L'arrêt de l'utilisation de la nicotine produit un syndrome de sevrage bien défini qui est décrit ci-dessous. De nombreux sujets qui utilisent la nicotine en prennent pour soulager ou éviter les symptômes de sevrage quand ils s'éveillent ou après s'être trouvés dans une situation où l'utilisation est limitée (ex. : au travail ou dans un avion). Les sujets qui fument ou les autres sujets qui utilisent de la nicotine utilisent leur réserve de cigarettes ou d'autres produits contenant de la nicotine plus rapidement qu'ils ne le voudraient.
Bien que plus de 80 % des sujets qui fument expriment le désir de cesser de fumer, et bien que 35 % essayent d'arrêter chaque année, moins de 5 % y parviennent s'ils ne sont pas aidés dans leurs efforts. Le meilleur exemple du fait de passer beaucoup de temps à l'utilisation de la substance est de fumer cigarette sur cigarette.

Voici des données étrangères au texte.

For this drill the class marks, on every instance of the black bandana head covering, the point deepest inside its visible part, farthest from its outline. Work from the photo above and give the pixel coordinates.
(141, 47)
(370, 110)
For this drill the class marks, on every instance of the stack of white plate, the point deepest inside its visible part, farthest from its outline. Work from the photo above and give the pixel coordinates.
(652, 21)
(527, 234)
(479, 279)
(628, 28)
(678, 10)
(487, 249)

Dans la mesure où les sources de nicotine sont disponibles facilement et légalement, il est rare de passer beaucoup de temps pour s'en procurer. Renoncer à d'importantes activités sociales, professionnelles ou de loisirs peut se produire si un sujet abandonne une activité parce qu'elle a lieu dans une zone où il est interdit de fumer. La poursuite de l'utilisation malgré des problèmes médicaux associés constitue un problème de santé particulièrement important (ex. : un sujet qui continue à fumer bien qu'il ait une affection médicale générale induite par le tabac telle qu'une bronchite ou une bronchopneumopathie obstructive chronique).
Spécifications
Les spécifications suivantes pour l'évolution peuvent s'appliquer au diagnostic de dépendance à la nicotine.

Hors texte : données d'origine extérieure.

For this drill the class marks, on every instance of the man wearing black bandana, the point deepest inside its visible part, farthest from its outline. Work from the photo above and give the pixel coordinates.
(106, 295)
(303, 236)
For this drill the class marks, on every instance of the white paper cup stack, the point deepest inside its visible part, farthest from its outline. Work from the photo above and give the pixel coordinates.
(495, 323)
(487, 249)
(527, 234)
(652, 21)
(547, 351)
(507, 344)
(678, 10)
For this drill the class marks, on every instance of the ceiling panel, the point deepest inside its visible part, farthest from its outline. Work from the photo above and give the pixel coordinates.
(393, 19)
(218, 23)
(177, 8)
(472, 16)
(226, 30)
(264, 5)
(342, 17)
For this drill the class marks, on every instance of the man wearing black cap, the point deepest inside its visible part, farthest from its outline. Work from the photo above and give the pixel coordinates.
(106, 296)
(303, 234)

Elles sont codées au cinquième caractère.
- Rémission précoce complète
- Rémission précoce partielle
- Rémission prolongée complète
- Rémission prolongée partielle
Spécifier si :
- Avec dépendance physique
- Sans dépendance physique
Sevrage à la nicotine
Se référer aussi au texte et aux critères pour le sevrage à une substance.
Critères A et B
- humeur dysphorique ou dépressive ;
- insomnie ;
- irritabilité, frustration ou colère ;
- anxiété ;
- difficultés de concentration ;
- fébrilité ou impatiences ;
- diminution du rythme cardiaque ;
- et augmentation de l'appétit ou prise de poids.
La caractéristique essentielle du sevrage à la nicotine est la présence d'un syndrome de sevrage caractéristique qui se développe après l'arrêt brutal, ou la réduction de l'utilisation de produits contenant de la nicotine après une période prolongée (au moins plusieurs semaines) d'utilisation quotidienne.

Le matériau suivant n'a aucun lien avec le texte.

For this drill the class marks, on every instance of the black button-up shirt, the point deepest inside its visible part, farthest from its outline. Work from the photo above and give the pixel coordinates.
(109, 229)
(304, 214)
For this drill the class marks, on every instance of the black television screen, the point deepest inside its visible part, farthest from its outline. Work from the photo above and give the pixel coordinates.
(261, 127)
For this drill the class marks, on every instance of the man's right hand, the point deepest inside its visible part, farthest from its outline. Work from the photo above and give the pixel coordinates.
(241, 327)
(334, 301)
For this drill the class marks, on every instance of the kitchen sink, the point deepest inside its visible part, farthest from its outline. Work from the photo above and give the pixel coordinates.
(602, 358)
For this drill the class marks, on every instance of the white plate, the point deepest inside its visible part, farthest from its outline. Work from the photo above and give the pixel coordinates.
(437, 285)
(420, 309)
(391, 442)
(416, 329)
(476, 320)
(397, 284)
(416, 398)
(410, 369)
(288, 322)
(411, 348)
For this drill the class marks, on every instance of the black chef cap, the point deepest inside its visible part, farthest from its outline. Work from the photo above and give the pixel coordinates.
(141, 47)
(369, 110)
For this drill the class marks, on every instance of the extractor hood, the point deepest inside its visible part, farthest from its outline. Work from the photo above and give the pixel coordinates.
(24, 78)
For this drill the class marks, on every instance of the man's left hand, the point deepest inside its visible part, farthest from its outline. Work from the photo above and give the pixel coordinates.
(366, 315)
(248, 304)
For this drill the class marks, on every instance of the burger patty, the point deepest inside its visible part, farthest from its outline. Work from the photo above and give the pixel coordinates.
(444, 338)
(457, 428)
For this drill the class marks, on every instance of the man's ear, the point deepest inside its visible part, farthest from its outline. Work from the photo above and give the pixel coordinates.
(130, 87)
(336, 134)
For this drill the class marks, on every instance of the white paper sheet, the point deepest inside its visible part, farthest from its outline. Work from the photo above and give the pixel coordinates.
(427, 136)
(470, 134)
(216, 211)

Le syndrome de sevrage inclut au moins quatre des signes suivants :
Critère C
Le syndrome de sevrage cause une souffrance cliniquement significative ou une altération du fonctionnement social, professionnel, ou dans d'autres domaines importants.
Critère D
Les symptômes ne sont pas dus à une affection médicale générale, et ne sont pas mieux expliqués par un autre trouble mental.
Ces symptômes sont dus, pour une large part, à la privation de nicotine et, typiquement, sont plus intenses chez les sujets qui fument des cigarettes que chez des sujets qui utilisent d'autres produits contenant de la nicotine.
Le début plus rapide des effets de la nicotine qu'on obtient en fumant la cigarette conduit à un mode d'habituation plus intense et plus difficile à abandonner du fait de la fréquence et de la rapidité du renforcement et de la plus grande dépendance physique à la nicotine.
Chez les sujets qui fument des cigarettes, le rythme cardiaque diminue de 5 à 12 battements par minute dans les premiers jours qui suivent l'arrêt de la cigarette, et le poids augmente en moyenne de 2 à 3 kilos au cours de la première année après cet arrêt.
De légers symptômes de sevrage peuvent se produire après le passage à des cigarettes à faible teneur en goudrons et en nicotine, et après l'arrêt de l'utilisation du tabac non fumé (chique), du chewing-gum ou des patchs à la nicotine.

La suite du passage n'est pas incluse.